High availability vs fault tolerance – what are they? These are two IT concepts that are closely related, but have different requirements and outcomes. This article will explore the difference between high availability (HA) and fault tolerance (FT) in regard to IT infrastructure, highlighting the key differences, use cases, and benefits of each so that you can ensure that your infrastructure meets its unique reliability and availability requirements.
What is high availability (HA)?
“Availability” in this context refers to whether users or services can access a system. If a system is not available, it can’t perform its task. Availability is measured by the total amount of time a service is available per year: An application with 99% availability is expected to be available 361.35 days per year (0.99 multiplied by 365 days in a year). Many businesses will provide their online services with a contract stating the level of availability they provide as part of their service level agreement (SLA).
High availability is an architecture in which systems and software are deployed and configured to prioritize uptime and the ability to respond to requests. High availability is usually considered to be a 99% or greater uptime, and generally, any service interruption is expected to be momentary and infrequent if it does occur at all — an application that promises 99% availability should not be offline for contiguous days, or even minutes, even if it still comes in under the prescribed amount.
Even if you aren’t providing services to other companies, many organizations require high availability to ensure the uninterrupted operation of their own businesses. For example, if you have servers hosting your sales or e-commerce software, they should focus on high availability to ensure that customers are never prevented from spending money with you.
What is fault tolerance (FT), and how is it different from HA?
Fault tolerance takes things a step further than high availability, aiming to create infrastructure that doesn’t suffer any interruptions at all. The goal is the same as high availability — preventing service interruption — but the mechanisms used to add fault tolerance to systems are much more complex and costly.

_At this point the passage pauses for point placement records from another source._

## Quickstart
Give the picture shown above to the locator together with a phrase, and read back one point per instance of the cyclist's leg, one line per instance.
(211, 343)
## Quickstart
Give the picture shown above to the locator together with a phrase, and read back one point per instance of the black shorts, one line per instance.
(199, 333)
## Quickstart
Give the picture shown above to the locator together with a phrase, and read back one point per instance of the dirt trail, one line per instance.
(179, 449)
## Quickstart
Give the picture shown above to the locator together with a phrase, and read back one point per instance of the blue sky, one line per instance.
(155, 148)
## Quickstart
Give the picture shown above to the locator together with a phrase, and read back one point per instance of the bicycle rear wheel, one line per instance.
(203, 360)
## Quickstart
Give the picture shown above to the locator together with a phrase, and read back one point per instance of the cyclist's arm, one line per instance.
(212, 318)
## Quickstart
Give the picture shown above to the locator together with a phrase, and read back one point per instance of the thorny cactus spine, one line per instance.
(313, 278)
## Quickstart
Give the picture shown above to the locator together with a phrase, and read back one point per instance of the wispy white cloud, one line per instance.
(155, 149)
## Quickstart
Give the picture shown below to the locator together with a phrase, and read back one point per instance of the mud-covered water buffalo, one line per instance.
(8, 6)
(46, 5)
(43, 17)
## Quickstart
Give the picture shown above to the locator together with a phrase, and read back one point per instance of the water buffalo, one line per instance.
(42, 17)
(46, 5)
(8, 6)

Due to this, many tech teams will decide that a certain level of high availability is more practical and more cost-effective than a fully fault-tolerant system, or whether 100% uptime is worth the overheads. For example, while an online store designed for high availability going offline for a couple of seconds when there are no customers (to fix a bug or install an update) might be considered acceptable, an air traffic control system dropping out periodically for any amount of time is completely unacceptable, and all systems involved must have zero downtime.
How do they work?
High availability
High availability implements several key mechanisms, depending on the kind of services being provided:
- Replication and mirroring: Replication is used to ensure that there are multiple up-to-date copies of data stored on servers running on separate hardware (and even in separate locations). If one fails, users can be quickly redirected to another server. Data integrity should be monitored and checked across systems to ensure that all data is current, complete, and accurate.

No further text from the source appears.